Selon France 24, l’Inde traverse en ce printemps 2026 une crise climatique d’une ampleur exceptionnelle, marquée par des vagues de chaleur historiques et des pénuries d’eau aiguës dans plusieurs régions du pays. Fin avril, 98 des 100 villes les plus chaudes du monde se situaient en Inde, où les températures maximales quotidiennes ont régulièrement dépassé les 46 °C entre mi-avril et mai.
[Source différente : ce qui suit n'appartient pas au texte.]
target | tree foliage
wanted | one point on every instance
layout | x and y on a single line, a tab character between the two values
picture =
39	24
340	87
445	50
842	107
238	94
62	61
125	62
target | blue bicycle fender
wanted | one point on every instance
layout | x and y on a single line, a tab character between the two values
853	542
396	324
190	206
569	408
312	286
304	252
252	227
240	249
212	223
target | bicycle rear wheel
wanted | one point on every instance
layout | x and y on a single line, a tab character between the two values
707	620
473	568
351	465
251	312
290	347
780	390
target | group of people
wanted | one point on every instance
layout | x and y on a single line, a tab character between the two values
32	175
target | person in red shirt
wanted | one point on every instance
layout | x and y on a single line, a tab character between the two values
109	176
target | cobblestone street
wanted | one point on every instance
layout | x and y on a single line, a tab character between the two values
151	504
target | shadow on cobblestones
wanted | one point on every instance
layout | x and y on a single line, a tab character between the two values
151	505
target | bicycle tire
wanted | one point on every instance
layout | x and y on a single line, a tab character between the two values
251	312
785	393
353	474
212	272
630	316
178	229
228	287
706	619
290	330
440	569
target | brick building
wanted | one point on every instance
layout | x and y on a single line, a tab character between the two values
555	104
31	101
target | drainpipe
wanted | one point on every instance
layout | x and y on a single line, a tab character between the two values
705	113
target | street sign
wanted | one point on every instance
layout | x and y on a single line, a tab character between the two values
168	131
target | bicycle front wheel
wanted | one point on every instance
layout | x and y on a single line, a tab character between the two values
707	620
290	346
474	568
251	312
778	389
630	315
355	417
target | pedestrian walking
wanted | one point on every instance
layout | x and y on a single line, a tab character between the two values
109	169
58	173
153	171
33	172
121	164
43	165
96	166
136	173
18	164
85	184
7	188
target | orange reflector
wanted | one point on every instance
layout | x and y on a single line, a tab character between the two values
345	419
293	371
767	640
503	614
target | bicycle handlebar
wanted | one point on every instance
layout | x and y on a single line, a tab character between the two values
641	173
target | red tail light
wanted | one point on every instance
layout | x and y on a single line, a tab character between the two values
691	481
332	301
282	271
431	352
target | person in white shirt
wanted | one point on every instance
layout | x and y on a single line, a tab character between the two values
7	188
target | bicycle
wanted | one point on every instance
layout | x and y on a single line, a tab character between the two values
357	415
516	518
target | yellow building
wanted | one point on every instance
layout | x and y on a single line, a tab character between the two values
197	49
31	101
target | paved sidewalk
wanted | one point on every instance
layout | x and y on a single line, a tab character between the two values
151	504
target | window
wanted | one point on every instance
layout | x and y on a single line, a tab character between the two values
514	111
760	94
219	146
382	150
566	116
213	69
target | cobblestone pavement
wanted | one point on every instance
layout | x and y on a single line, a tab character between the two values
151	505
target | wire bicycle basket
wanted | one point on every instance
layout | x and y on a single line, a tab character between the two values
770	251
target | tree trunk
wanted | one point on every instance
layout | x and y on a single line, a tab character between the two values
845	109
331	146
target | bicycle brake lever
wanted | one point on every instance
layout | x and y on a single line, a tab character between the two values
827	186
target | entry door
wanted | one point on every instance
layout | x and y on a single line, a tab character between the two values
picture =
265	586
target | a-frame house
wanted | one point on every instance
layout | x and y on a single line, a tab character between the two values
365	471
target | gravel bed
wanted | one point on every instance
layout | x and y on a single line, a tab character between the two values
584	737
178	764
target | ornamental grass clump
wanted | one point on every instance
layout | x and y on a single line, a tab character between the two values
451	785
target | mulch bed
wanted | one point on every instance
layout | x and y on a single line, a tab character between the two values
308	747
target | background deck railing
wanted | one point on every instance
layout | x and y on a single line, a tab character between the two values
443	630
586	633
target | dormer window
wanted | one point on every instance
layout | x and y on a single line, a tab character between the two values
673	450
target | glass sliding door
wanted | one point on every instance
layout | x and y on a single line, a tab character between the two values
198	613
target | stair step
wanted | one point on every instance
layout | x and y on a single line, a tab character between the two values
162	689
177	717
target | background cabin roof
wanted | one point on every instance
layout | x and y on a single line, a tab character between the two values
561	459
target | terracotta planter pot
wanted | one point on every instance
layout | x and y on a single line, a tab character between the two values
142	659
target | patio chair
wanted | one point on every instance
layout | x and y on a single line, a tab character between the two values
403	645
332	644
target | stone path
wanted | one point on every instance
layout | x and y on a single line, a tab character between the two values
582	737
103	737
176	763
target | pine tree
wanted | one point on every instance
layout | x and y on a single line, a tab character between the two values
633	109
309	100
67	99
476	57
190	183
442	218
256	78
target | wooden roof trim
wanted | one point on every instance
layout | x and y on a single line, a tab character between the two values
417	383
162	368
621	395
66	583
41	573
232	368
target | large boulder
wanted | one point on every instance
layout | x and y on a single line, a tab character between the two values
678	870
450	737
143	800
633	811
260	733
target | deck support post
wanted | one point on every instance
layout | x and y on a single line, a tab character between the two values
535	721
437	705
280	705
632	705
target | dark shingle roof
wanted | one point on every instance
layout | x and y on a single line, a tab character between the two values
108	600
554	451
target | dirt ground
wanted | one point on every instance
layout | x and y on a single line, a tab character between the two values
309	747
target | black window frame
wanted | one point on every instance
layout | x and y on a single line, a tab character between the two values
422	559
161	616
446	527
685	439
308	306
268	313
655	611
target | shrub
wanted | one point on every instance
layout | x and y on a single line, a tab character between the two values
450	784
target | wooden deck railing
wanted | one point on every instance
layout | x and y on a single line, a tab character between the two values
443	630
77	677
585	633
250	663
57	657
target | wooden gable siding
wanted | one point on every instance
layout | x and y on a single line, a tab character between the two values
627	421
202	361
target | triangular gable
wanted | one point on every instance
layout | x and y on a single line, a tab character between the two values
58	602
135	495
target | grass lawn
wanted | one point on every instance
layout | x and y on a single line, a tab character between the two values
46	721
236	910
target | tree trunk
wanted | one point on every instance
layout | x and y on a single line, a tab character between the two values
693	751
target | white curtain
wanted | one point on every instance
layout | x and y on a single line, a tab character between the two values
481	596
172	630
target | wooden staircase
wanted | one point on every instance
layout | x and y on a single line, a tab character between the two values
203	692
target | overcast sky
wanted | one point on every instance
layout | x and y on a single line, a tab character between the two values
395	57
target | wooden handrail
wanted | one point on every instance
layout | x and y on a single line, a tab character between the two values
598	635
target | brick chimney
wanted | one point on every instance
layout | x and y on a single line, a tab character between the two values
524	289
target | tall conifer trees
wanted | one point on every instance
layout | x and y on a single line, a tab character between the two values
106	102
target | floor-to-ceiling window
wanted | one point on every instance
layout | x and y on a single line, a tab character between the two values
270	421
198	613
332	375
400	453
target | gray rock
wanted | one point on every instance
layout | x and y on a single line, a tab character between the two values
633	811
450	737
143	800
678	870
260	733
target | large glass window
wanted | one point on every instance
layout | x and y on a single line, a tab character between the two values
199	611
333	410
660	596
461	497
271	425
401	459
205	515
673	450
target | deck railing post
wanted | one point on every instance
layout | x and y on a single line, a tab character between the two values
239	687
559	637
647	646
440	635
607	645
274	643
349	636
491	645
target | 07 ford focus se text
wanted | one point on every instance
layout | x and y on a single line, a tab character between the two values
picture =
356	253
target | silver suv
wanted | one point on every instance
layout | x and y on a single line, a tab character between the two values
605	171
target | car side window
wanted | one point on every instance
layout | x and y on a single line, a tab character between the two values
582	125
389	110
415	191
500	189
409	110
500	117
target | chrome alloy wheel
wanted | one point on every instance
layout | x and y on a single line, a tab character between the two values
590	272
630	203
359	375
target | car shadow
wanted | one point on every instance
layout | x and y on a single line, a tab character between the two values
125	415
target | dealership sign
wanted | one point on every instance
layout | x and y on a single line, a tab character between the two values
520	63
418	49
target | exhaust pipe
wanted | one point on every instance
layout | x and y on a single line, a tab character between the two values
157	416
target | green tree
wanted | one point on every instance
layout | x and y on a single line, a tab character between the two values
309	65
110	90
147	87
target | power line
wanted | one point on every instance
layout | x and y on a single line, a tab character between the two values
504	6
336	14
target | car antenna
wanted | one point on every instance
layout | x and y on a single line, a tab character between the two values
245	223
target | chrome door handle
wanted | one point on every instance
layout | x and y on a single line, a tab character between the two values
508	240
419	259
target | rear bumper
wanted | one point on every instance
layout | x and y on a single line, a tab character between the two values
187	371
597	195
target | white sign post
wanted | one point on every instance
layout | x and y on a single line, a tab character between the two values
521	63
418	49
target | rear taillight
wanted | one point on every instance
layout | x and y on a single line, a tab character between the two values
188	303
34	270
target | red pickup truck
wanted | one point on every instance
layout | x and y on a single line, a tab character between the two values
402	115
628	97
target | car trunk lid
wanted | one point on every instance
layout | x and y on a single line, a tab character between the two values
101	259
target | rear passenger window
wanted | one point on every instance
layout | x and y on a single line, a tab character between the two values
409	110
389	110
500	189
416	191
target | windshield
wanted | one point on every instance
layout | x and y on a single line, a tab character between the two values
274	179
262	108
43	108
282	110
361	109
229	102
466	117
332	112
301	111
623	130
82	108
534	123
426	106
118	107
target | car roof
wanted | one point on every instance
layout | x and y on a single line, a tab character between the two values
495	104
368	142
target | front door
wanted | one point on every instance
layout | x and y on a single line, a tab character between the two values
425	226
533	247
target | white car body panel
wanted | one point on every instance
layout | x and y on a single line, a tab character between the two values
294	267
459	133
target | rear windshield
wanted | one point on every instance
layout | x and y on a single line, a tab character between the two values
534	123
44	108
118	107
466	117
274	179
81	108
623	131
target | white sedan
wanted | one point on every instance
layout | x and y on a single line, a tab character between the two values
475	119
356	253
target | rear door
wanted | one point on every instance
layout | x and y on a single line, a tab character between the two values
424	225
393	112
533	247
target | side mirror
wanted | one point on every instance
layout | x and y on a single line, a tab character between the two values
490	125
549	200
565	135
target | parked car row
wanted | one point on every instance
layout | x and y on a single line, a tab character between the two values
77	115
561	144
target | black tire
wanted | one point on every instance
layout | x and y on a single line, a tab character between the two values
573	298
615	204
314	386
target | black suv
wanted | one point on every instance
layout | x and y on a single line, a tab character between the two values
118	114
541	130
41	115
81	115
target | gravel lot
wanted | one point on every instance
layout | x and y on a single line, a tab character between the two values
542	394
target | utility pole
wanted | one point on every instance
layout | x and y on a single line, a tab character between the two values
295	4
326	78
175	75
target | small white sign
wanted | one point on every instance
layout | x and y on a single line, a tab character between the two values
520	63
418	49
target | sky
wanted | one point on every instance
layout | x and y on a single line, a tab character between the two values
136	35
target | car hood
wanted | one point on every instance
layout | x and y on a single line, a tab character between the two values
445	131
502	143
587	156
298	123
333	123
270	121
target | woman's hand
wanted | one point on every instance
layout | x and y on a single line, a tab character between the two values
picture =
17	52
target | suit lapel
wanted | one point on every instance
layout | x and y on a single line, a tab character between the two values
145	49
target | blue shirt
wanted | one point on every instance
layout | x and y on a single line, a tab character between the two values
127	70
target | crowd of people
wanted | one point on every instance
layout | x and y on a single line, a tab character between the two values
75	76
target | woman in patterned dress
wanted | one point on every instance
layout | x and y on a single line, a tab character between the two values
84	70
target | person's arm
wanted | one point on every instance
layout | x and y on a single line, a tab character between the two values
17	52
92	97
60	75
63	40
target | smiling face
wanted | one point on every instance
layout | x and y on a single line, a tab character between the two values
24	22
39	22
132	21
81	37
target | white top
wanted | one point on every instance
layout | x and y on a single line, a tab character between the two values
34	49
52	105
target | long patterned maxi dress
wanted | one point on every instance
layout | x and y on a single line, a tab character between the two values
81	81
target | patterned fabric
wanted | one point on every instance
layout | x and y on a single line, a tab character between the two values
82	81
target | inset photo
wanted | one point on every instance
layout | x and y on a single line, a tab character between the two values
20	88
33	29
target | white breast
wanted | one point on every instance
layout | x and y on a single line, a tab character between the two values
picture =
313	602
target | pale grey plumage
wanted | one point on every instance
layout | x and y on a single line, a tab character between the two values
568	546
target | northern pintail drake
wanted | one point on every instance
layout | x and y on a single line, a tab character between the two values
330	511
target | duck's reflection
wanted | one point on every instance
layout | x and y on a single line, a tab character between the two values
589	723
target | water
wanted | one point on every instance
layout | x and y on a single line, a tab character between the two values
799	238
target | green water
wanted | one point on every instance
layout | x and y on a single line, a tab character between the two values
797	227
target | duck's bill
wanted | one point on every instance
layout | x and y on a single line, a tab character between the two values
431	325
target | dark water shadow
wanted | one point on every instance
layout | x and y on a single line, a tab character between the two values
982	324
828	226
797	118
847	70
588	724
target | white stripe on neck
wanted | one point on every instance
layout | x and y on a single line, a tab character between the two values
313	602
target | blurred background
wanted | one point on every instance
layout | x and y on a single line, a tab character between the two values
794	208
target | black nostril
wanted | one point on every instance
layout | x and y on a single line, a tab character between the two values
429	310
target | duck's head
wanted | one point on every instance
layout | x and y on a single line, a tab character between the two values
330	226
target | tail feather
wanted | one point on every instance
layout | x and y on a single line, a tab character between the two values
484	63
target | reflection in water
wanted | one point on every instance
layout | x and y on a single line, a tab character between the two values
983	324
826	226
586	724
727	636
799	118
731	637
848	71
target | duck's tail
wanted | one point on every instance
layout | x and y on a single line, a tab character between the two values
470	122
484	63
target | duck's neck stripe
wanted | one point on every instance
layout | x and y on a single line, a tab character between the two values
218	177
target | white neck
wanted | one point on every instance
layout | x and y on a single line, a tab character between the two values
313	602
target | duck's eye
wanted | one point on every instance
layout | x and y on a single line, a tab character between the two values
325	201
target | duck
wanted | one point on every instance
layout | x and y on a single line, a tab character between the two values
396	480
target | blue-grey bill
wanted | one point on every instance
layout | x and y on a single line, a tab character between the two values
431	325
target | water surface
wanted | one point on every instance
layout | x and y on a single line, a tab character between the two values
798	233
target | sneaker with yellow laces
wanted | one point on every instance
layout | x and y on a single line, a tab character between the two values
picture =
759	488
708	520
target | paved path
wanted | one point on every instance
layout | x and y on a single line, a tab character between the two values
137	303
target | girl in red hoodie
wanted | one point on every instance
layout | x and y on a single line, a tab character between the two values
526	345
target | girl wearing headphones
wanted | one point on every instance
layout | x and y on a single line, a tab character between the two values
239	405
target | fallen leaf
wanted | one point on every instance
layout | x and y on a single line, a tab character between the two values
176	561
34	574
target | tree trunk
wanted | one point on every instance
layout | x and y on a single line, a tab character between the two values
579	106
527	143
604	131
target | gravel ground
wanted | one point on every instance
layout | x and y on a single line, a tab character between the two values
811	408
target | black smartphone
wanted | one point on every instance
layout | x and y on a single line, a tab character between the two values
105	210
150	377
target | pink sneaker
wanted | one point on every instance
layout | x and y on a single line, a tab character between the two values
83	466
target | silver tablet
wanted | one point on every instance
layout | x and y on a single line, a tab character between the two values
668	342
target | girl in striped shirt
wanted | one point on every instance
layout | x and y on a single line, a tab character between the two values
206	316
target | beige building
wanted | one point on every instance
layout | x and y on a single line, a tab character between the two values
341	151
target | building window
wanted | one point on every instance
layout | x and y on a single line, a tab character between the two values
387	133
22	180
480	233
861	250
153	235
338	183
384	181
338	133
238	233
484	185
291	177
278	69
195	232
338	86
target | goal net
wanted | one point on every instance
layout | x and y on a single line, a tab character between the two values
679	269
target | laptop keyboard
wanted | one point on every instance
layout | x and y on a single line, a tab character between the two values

Les autorités locales évoquent 37 décès officiellement recensés liés à la canicule, mais les associations locales estiment que ce bilan est très en deçà de la réalité.

Ce qu'il faut retenir

  • 98 des 100 villes les plus chaudes du monde étaient situées en Inde à la fin avril 2026, selon France 24.
  • Les températures maximales ont dépassé 46 °C dans plusieurs régions entre mi-avril et mai 2026.
  • Le pays, le plus peuplé du monde, fait face à des pénuries d’eau sévères dans plusieurs États.
  • Les 37 décès officiels liés à la canicule sont jugés sous-évalués par les associations locales.
  • L’absence d’accès à la climatisation dans les zones défavorisées aggrave la situation sanitaire.

Des températures extrêmes et des risques sanitaires accrus

Les épisodes de chaleur observés en Inde cette année dépassent les seuils habituels, avec des pics à plus de 46 °C dans des régions comme le Rajasthan, le Pendjab ou encore l’Uttar Pradesh. Pour les populations les plus vulnérables, l’absence d’accès à la climatisation ou à des espaces frais peut devenir « une question de vie ou de mort », souligne un expert cité par France 24. Les personnes âgées, les travailleurs en extérieur et les habitants des bidonvilles sont particulièrement exposés aux risques de déshydratation, de coups de chaleur ou d’insolation. Les hôpitaux locaux rapportent une hausse des admissions pour troubles liés à la chaleur, bien que les chiffres officiels restent limités.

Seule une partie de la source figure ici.